I recall an episode of Penn and Teller's show "Bull***t" when they got a bunch of protestors at an environmental protest to sign a petition banning "dihydrogen monoxide." The point was the most of the people at the protest had *no idea* what they were actually protesting.

No one doubts that most Americans are shallow-thinking rubes. That's the world we live in.

That is relevant to the discussion only insofar as it explains why someone with a lot of money and big microphone and a good scary story can convince vast numbers of people to believe in a Big Lie.

The difference between the right wing machine that spreads anti-science pro-"intelligent design" propaganda and alleged "materialist leaders" like Richard Dawkins is enormous.

Never forget to highlight this difference!!!! It is an essential fact in your list of facts showing that "intelligent design" is bullshit sleaze that exists as a "controversy" only because of money and media complicity.

Evangelicals love to pretend that their arguments spring from "reason" ... never mind the fact that there are ZERO credible scientists who can explain what an "intelligent design" research program is supposed to look like.

Instead, we have the usual suspects: preachers like Pat Roberston, Jerry Falwell, and Jim Dobson, and sub-preachers like Phil Johnson, Bill Dembski, Michael Behe, Casey Luskin and other self-identifying Christians who are easily shown to be hucksters of the lowest order.

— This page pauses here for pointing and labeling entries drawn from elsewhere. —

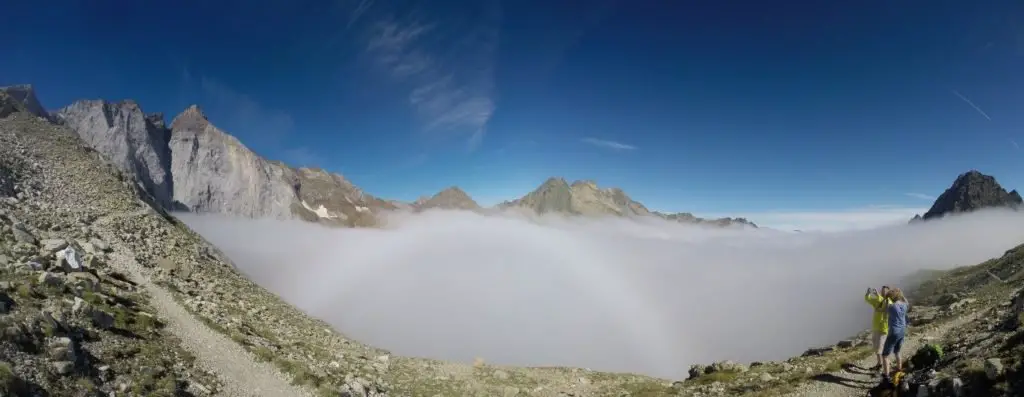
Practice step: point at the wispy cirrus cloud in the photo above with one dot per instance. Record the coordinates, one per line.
(980, 112)
(608, 144)
(261, 128)
(920, 195)
(448, 63)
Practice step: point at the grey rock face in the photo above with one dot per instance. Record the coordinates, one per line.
(972, 190)
(136, 143)
(585, 197)
(214, 172)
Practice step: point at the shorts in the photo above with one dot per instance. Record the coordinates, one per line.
(878, 340)
(894, 342)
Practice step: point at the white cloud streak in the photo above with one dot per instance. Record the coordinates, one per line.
(920, 195)
(608, 144)
(980, 112)
(450, 67)
(653, 296)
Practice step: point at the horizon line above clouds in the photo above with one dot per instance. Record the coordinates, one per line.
(920, 195)
(615, 145)
(446, 64)
(828, 220)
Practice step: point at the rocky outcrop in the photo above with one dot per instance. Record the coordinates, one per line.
(136, 143)
(214, 172)
(582, 197)
(586, 199)
(26, 95)
(972, 190)
(686, 217)
(450, 199)
(330, 197)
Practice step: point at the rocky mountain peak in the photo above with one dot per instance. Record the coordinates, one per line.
(972, 190)
(127, 137)
(26, 95)
(192, 118)
(450, 199)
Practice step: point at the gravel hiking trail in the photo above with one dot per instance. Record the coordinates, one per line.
(856, 379)
(241, 373)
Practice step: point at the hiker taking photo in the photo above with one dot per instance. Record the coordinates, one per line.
(880, 322)
(896, 312)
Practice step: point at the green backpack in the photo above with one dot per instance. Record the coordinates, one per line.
(927, 356)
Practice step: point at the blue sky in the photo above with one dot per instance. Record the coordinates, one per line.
(738, 108)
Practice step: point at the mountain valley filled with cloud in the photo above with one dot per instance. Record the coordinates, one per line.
(638, 296)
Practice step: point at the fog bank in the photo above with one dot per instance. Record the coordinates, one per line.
(648, 297)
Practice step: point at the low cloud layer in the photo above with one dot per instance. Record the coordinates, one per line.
(645, 297)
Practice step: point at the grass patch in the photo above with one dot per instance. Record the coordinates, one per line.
(720, 376)
(9, 383)
(301, 376)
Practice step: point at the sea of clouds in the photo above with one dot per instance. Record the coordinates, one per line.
(648, 297)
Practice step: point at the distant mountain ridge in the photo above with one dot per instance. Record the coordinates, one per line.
(192, 165)
(971, 190)
(584, 197)
(450, 199)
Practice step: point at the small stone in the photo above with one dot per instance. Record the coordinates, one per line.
(102, 319)
(993, 368)
(696, 370)
(70, 259)
(52, 246)
(81, 307)
(167, 264)
(48, 278)
(22, 234)
(100, 245)
(86, 280)
(64, 367)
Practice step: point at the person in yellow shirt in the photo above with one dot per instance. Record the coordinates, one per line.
(880, 321)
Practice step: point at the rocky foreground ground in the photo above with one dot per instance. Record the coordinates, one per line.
(101, 295)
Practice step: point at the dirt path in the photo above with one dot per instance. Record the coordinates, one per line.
(241, 373)
(854, 381)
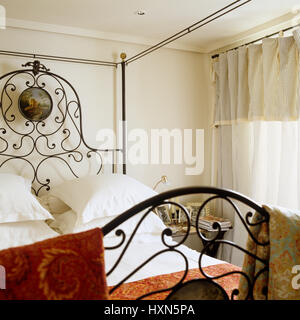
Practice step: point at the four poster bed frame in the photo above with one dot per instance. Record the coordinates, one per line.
(69, 110)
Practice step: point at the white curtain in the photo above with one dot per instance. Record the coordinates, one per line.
(256, 128)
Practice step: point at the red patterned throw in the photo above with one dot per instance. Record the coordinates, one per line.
(134, 290)
(68, 267)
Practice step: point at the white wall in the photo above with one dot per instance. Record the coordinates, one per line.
(167, 89)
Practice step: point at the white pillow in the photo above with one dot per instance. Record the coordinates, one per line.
(26, 232)
(17, 202)
(53, 204)
(101, 196)
(65, 222)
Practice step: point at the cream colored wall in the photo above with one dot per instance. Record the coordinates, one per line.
(167, 89)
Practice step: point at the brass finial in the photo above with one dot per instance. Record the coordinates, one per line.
(123, 56)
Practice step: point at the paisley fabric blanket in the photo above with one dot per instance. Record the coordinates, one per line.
(282, 255)
(136, 289)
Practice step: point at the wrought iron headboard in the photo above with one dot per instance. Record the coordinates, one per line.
(165, 198)
(25, 121)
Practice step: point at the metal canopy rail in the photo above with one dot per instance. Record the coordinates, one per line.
(58, 58)
(253, 41)
(214, 16)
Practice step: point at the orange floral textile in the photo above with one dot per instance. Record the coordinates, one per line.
(133, 290)
(283, 255)
(68, 267)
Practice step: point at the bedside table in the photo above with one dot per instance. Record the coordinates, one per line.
(195, 242)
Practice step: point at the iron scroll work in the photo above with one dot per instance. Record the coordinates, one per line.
(208, 285)
(34, 130)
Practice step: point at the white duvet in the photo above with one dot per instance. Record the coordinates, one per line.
(141, 249)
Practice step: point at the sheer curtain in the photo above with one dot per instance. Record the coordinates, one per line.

Hucksters. Sleazy preachers. Charlatans. Peddlers of falsehoods. Professional liars.

If you discuss any of the people in the above paragraph without using one of these terms, YOU are misleading the public.

Don't mislead the public.



's avatar #43903: — 10/14  at  10:37 AM
Ah, Esquire! My father loved the nifty comics (as did I) and photos; I am sure he enjoyed the women as well...

plover,

I can agree with the trends you (and BC) discuss, but not the description of some of the details. As we learn more sciences will naturally be able to use less obvious facts and methods.

But earth history is observed, not invented, and as you say the methods and theories are validated by modern observations. So 'we were there', or at least our observations of historical facts were.

I also think you, or your yokel, overstress probability. For example, there is a (very, very, very, ..., very miniscule) nonzero probability that the netto of momenta of air molecules kick a dropped object up in the air an observable amount. So the 'immutable' law that objects always fall to ground is inherently statistical too. It is only fair that we in turn ask that yokel: "Were you there?"

Unfortunately your conclusion stands; it will still be hard to convince IA that modern science is not part guesswork but all together trustworthy.



#43908: — 10/14  at  10:48 AM
quoth Ham:
you can't scientifically prove anything in relation to the past

Wow. Did anyone else notice this little bon mot?

Rather Orwellian, when you get right down to it. They're trying very hard to set up a society where reality is nothing more or less than what a bunch of Southern Baptist clergy <i>tell<i> you it is.

Also notice that 'scientifically prove' qualification. I guess that means that the only 'proof' of anything that happened more than, say, a day or two ago is biblical. And since the Bible plainly says that Adam and Eve co-existed with dinosaurs and rode them on saddles, that settles that.